The cats lined up on the garden walls. First, the sombre old winter cat, king of the back gardens. Then, a handsome black-and-white from next door, his son, from the look of it. A battle-scarred tabby. A grey-and-white cat who was so certain of defeat that he never came down from the wall. And a dashing tigerish young tom that she clearly admired. No use, the old king had not been defeated. When she strolled out, tail erect, apparently ignoring them all, but watching the handsome young tiger, he leaped down towards her, but the winter cat had only to stir where he lay on the wall, and the young cat jumped back to safety. This went on for weeks.
Meanwhile, H. and S. came to visit their lost pet. S. said how frightful and unfair it was that the princess could not have her choice; and H. said that was entirely as it should be: a princess must have a king, even if he was old and ugly. He has such dignity, said H.; he has such presence; and he had earned the pretty young cat because of his noble endurance of the long winter.
By then the ugly cat was called Mephistopheles. (In his own home, we heard, he was called Billy.) Our cat had been called various names, but none of them stuck. Melissa and Franny; Marilyn and Sappho; Circe and Ayesha and Suzette. But in conversation, in love-talk, she miaowed and purred and throated in response to the long-drawn-out syllables of adjectives – beeeoooti-ful, delicious puss.
On a very hot weekend, the only one, I seem to remember, in a nasty summer, she came in heat.
H. and S. came to lunch on the Sunday, and we sat on the back verandah and watched the choices of nature. Not ours. And not our cat’s, either.
For two nights the fighting had gone on, awful fights, cats wailing and howling and screaming in the garden. Meanwhile grey puss had sat on the bottom of my bed, watching into the dark, ears lifting and moving, tail commenting, just slightly at the tip.

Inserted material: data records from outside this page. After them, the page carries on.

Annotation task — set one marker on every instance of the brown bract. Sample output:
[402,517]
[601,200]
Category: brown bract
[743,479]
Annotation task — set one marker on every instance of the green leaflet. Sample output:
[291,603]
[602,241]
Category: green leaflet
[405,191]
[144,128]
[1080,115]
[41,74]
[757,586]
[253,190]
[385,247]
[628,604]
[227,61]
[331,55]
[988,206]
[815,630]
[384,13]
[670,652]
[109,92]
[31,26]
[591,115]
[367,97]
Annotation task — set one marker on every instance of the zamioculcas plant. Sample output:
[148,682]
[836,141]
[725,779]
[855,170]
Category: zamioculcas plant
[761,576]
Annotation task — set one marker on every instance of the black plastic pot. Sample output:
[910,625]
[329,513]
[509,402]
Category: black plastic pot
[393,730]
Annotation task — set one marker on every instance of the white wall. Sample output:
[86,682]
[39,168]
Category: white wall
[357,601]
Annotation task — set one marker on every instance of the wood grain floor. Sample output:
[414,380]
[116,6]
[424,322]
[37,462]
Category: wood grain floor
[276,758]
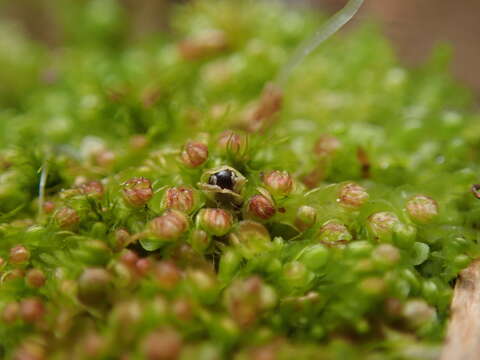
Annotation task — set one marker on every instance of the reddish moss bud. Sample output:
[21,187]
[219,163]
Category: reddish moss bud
[31,310]
[326,146]
[137,191]
[217,222]
[94,286]
[334,232]
[67,218]
[35,278]
[194,154]
[382,224]
[260,207]
[352,196]
[167,274]
[10,312]
[422,209]
[92,189]
[19,254]
[48,207]
[170,226]
[180,198]
[306,217]
[233,144]
[164,344]
[279,183]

On that Sunday, there was only Mephistopheles in sight. Grey cat was rolling in ecstasy all over the garden. She came to us and rolled around our feet and bit them. She rushed up and down the tree at the bottom of the garden. She rolled and cried, and called, and invited.
‘The most disgraceful exhibition of lust I’ve ever seen,’ said S. watching H., who was in love with our cat.
‘Oh poor cat,’ said H.; ‘If I were Mephistopheles I’d never treat you so badly.’
‘Oh, H.,’ said S., ‘you are disgusting, if I told people they’d never believe it. But I’ve always said, you’re disgusting.’
‘So that’s what you’ve always said,’ said H., caressing the ecstatic cat.
It was a very hot day, we had a lot of wine for lunch, and the love play went on all afternoon.
Finally, Mephistopheles leaped down off the wall to where grey cat was wriggling and rolling – but alas, he bungled it.
‘Oh my God,’ said H., genuinely suffering. ‘It is really not forgivable, that sort of thing.’
S., anguished, watched the torments of our cat, and doubted, frequently, dramatically and loudly, whether sex was worth it. ‘Look at it,’ she said, ‘that’s us. That’s what we’re like.’
‘That’s not at all what we’re like,’ said H. ‘It’s Mephistopheles. He should be shot.’
Shoot him at once, we all said; or at least lock him up so that the young tiger from next door could have his chance.
But the handsome young cat was not visible.
We went on drinking wine; the sun went on shining; our princess danced, rolled, rushed up and down the tree, and, when at last things went well, was clipped again and again by the old king.
‘All that’s wrong,’ said H., ‘is that he’s too old for her.’
‘Oh my God,’ said S., ‘I’m going to take you home. Because if I don’t, I swear you’ll make love to that cat yourself.’
‘Oh I wish I could,’ said H. ‘What an exquisite beast, what a lovely creature, what a princess, she’s wasted on a cat, I can’t stand it.’
Next day winter returned; the garden was cold and wet; and grey cat had returned to her fastidious disdainful ways. And the old king lay on the garden wall in the slow English rain, still victor of them all, waiting.